Но прежде, чем начать, — еще несколько замечаний, которые должны помочь нам избежать некоторых недоразумений.
— Речь идет вовсе не о том, чтобы перенести в область истории (в первую очередь, истории познания) структуралистские методы, зарекомендовавшие себя в совершенно иной плоскости анализа. Скорее, мы имели в виду применение принципов и следствий той исходной трансформации, которая и пыталась воплотиться в области исторического знания. Допустим, что эта трансформация и все те проблемы, которые она ставит, методы, которые она использует, концепты, которые в ней определяются, результаты, которых она добивается, не чужды тому, что мы называем структурным анализом. Но анализ такого рода не является предпочтительным для нашего исследования.
— Тем более речь не идет об использовании категорий культурных целостностей (будь то мировоззрение, идеальные типы, дух эпохи) с целью навязать истории, наперекор ее природе, приемы структурного анализа. Описанные ряды, установленные границы, сравнения и соответствия не возвращают к старой философии истории, а, напротив, заставляют усомниться в телеологиях и всеобщностях как таковых.

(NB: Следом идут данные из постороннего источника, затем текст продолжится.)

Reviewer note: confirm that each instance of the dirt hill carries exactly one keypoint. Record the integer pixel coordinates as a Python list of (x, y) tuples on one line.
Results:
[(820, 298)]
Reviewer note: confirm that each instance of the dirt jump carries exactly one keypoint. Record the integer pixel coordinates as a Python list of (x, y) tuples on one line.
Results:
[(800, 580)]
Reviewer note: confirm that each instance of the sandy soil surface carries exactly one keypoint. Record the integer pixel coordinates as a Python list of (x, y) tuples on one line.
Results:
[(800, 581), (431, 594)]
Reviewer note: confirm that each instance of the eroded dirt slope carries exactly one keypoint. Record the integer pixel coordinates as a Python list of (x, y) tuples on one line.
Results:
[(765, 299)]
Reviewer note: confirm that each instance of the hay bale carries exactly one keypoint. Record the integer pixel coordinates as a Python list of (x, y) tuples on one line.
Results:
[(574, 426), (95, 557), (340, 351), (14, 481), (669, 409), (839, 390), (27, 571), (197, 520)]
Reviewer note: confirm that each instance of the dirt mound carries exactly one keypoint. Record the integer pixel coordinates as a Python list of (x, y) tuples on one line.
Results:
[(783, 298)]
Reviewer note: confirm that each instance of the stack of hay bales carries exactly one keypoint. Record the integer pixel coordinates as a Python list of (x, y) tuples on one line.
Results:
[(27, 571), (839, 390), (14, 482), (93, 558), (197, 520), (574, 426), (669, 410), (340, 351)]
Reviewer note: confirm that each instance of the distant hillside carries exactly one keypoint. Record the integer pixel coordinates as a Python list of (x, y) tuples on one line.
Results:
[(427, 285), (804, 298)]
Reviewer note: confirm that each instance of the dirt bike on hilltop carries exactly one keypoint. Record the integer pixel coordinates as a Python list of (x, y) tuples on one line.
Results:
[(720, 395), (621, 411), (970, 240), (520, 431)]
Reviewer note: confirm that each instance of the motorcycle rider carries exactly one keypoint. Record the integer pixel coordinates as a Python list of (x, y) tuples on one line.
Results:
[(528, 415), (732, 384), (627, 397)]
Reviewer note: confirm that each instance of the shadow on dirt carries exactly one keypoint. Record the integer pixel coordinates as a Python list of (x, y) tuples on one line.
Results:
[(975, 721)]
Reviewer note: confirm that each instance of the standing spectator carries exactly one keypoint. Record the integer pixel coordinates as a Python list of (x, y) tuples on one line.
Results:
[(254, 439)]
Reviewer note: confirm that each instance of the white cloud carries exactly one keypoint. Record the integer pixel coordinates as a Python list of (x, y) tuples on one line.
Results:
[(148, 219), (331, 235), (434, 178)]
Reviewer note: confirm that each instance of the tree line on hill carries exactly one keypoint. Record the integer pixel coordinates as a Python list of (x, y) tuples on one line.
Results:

— Поскольку же речь идет об установлении метода исторического анализа, свободного от антропологических примесей, мы увидим, что теория, которая сейчас вырисовывается, вдвойне обусловлена проведенной работой. С одной стороны, эта теория пытается в самых общих понятиях, со множеством оговорок и весьма абстрактно, выявить примеры, которые были применены в ходе наших исследований или могут быть применены в случае необходимости. С другой стороны, наша теория в таком случае усилится результатами, полученными при определении метода анализа, который был бы абсолютно свободен от всякого антропологизма. Почва, которую открывает наша теория, — та, на которой она стоит. Исследования в области истории безумия, зарождения психологии, болезней и становления медицины, наук о жизни, языке, экономике двигались как бы вслепую; но они не просто «прозревали» по мере того, как постепенно разрешались методологические проблемы; важнее помнить, что в споре гуманизма с антропологией они раскрывали пределы своей исторической возможности.